第6章 百鬼抄
僧室內天光明亮,雲投在假山石間的淺湖,湖水波紋投在東南角的白牆,明鏡般泛起波光漣漪。
啪嗒,白玉棋子落在棋盤。
“待那些權貴子弟走了,貧僧明日還有往生咒尚未雕完,須備些茶末随身背去。”
陳景明指間拈着黑玉棋子沉吟片刻,終于忍不住勸道:“學生自入寺以內,常見法師腰間懸着根繩子在伏龍寺外鑿崖刻,替死去的八皇子錄往生咒。之前從不敢多問,今日鬥膽問一句,法師日夜懸念此人,莫不是法師覺得此人冤枉?”
姬央搖頭。“當今永安帝本就是先光帝子,寅春年間名正言順的太子,算不得篡位奪政。再者,就算永安帝叔父、八皇子的嫡親父親祿帝不死,渌帝九個成年皇子中,八皇子得勢的機會也不大。
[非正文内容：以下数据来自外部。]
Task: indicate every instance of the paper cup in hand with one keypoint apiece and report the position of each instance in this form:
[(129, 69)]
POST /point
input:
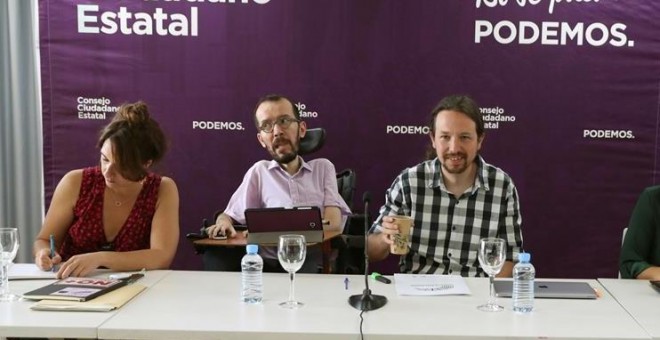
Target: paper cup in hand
[(400, 245)]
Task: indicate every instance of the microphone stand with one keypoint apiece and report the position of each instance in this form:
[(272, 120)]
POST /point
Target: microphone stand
[(366, 301)]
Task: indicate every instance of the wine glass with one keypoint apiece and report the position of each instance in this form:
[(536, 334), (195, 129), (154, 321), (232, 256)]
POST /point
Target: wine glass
[(291, 251), (8, 250), (492, 253)]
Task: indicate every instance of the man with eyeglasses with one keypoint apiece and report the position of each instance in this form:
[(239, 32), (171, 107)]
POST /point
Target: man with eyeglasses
[(285, 181)]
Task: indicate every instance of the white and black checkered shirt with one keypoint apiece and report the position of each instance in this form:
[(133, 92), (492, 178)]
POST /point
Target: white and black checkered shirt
[(446, 231)]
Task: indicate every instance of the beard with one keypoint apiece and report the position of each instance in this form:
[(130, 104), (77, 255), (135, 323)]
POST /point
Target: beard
[(451, 166), (286, 157)]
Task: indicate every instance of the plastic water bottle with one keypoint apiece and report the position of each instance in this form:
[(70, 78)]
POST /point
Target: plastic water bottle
[(523, 284), (252, 266)]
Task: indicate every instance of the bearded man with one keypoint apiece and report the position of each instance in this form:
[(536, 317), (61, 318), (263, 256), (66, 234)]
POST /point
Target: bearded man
[(285, 181), (455, 199)]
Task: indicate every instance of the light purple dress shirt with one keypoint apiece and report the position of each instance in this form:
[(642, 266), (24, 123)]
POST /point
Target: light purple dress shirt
[(267, 185)]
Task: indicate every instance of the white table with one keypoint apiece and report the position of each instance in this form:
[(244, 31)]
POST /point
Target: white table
[(18, 320), (639, 299), (202, 305)]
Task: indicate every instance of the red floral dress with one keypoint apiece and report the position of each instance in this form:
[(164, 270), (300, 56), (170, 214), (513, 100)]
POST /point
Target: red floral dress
[(86, 234)]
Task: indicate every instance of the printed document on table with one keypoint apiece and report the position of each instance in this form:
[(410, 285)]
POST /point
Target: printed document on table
[(29, 271), (424, 284)]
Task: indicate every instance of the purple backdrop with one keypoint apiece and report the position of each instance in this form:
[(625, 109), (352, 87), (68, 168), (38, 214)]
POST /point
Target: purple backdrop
[(570, 90)]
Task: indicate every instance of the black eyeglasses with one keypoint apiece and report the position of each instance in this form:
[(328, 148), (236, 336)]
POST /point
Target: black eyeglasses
[(284, 122)]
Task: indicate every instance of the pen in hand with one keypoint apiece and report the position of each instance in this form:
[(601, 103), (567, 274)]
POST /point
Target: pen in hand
[(52, 251)]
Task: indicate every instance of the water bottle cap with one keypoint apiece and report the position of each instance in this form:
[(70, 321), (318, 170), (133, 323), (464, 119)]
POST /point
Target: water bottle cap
[(524, 257), (252, 248)]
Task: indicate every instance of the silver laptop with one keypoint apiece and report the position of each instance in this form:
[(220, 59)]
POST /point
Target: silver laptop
[(265, 225), (550, 290)]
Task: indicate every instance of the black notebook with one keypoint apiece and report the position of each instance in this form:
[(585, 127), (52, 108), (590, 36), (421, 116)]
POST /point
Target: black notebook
[(76, 289)]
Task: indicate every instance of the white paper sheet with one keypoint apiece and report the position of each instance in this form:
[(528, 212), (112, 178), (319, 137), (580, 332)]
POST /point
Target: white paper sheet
[(423, 284), (28, 271)]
”
“哦?法師為何如此篤定?”
“既不占嫡,也不是長子,哪來的名正言順?不過是那把金色龍椅迷了他的眼,色令智昏,這個色字……于他而言,大約也是恰當的。”
色香味觸法,佛家所謂的色字,原本指的就是塵世間種種幻相。
陳景明默然。
姬央果然嘆息道:“他叫貪欲昏了智,最後落的個屍骨不全的下場。怕是到了陰曹地府後,九泉之下,連名姓都報不得。”
“……為何?”
“他的頭顱叫人砍了,踏碎在亂軍中,馬背上馱回來的只有下半截身子。”姬央默了一瞬,忽然拈着指間白棋微微一笑。“失了頭顱,叫他怎地與鬼曹報名姓?”
陳景明倏地擡頭,目光燦若白電。他定定地注視永遠穿着一襲灰白色僧衣的姬央,突兀地道:“你恨他。”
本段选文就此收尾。